I prefer using the word conscious..lol Regeneration comes without any consciousness on man's part. We are not even aware of it. faith, repentance, sanctification, and glorification, man is conscious of this operation.


----------



## TeachingTulip (Jan 13, 2010)

KMK said:


> TeachingTulip said:
> 
> 
> > rbcbob said:
> ...




"We" can, indeed! 

For example, I believe that even though faith is a gift and repentance is granted by God, a believer's faith and repentance are manifested through his very actions.


----------



## cih1355 (Jan 20, 2010)

Salvation is a broad term that includes election, effectual calling, regeneration, conversion, justification, adoption, sanctification, glorification, and so on. Salvation has different aspects. 

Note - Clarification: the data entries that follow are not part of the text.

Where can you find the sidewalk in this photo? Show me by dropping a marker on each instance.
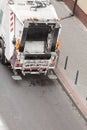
(74, 45)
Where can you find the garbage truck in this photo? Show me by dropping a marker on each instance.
(29, 36)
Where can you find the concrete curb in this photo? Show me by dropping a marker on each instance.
(71, 94)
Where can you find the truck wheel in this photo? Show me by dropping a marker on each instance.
(2, 52)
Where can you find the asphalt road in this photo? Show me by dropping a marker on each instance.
(35, 103)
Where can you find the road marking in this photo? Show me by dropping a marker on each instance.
(3, 125)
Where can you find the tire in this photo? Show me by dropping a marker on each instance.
(2, 52)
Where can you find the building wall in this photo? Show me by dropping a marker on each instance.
(81, 9)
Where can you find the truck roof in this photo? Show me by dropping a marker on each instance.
(26, 9)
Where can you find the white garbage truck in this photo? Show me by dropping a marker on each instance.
(29, 36)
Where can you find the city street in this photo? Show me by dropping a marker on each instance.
(36, 102)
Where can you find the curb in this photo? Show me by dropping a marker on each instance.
(71, 94)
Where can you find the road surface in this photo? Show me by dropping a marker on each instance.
(35, 103)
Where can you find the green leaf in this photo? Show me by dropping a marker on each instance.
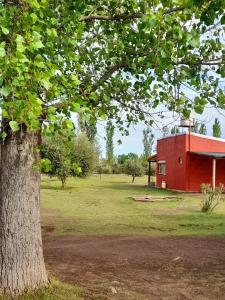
(37, 43)
(34, 4)
(5, 90)
(34, 17)
(20, 43)
(2, 49)
(75, 107)
(5, 30)
(75, 79)
(46, 83)
(14, 126)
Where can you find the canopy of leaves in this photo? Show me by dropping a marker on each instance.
(108, 58)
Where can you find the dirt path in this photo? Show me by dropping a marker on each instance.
(140, 268)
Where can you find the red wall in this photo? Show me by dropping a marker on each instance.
(201, 166)
(170, 149)
(195, 169)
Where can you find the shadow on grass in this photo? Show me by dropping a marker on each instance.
(124, 186)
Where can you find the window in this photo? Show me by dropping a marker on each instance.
(162, 167)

Being born again is the same as regeneration, which has to do with the creation of new life.


----------



## etexas (Jan 20, 2010)

I do not have an "issue" using born again.....AS LONG as the proper context is used. If a fellow Reformed Christian who was solid in grasping a solid Biblical based understanding at "worst" I would simply view it as "short-hand", on the flip................if someone were hazy on the idea, I might ask for clarification. To me it would be the "context".


----------



## dudley (Feb 13, 2010)

*I believe one must be born again first*

Therefore, if anyone is in Christ, he is a new creation; old things have passed away; behold, all things have become new.

II Cor. 5: 17

My conversion was being born again and regenerated. When I accepted Christ alone as my savior and believed that His Redemptive act on Calvary alone would save my sinful natured self, I was born again and regenerated. There was nothing I could do to save myself. I believe I was saved when I made a public confession of faith as a Reformed Protestant in the Presbyterian church. 

Thus I believe being saved and being born again coincide with each other, but I believe one needs to be born again first than by professing faith in Christ alone one is saved.


----------